AccuWeather blamed the weather service for the erroneous alert, accusing it of sending out a “miscoded” warning, but the government disputed that account Tuesday night.

“Our investigation into this routine monthly tsunami test message confirmed that it was coded as a test message,” the National Weather Service said in a statement. “We are working with private-sector companies to determine why some systems did not recognize the coding.”

The weather service said there were “widespread reports” of tsunami warnings across the East Coast, the Gulf of Mexico and the Caribbean.

In an earlier statement, AccuWeather said that while the word “TEST” did appear in the tsunami warning, associated code that is read by the company’s software indicated that the alert was real.

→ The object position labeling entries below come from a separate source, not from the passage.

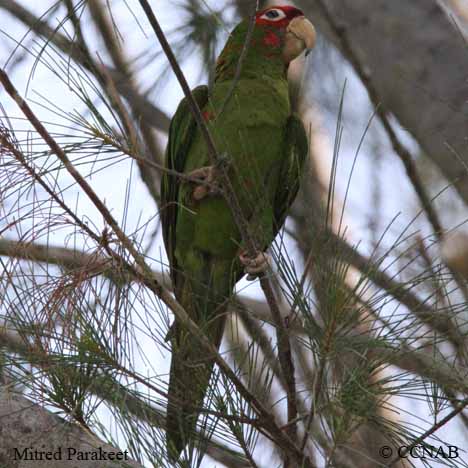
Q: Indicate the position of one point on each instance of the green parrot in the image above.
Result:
(264, 146)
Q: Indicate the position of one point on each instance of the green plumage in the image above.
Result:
(266, 147)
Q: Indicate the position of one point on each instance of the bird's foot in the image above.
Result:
(254, 266)
(205, 181)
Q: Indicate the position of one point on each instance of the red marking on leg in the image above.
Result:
(271, 39)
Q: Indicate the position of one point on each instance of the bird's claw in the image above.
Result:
(254, 265)
(207, 186)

Despite using what it described as “sophisticated algorithms” to scan the government’s dispatches, AccuWeather said it relies on the coding so it can pass along such alerts as fast as possible.

“Tsunami warnings are especially time-sensitive given the fact that people might only have minutes to act and as such we handle them with the utmost concern and priority,” said Jonathan Porter, a vice president with the company.

Many people who shared the erroneous AccuWeather alerts posted screenshots from as far south as Texas to as far north as Maine.

The episode Tuesday was reminiscent of a much higher-profile mistake made just a few weeks ago. On Jan. 13, cellphones across Hawaii received a warning of a “ballistic missile” threat. A state emergency services worker was later blamed for the false alert.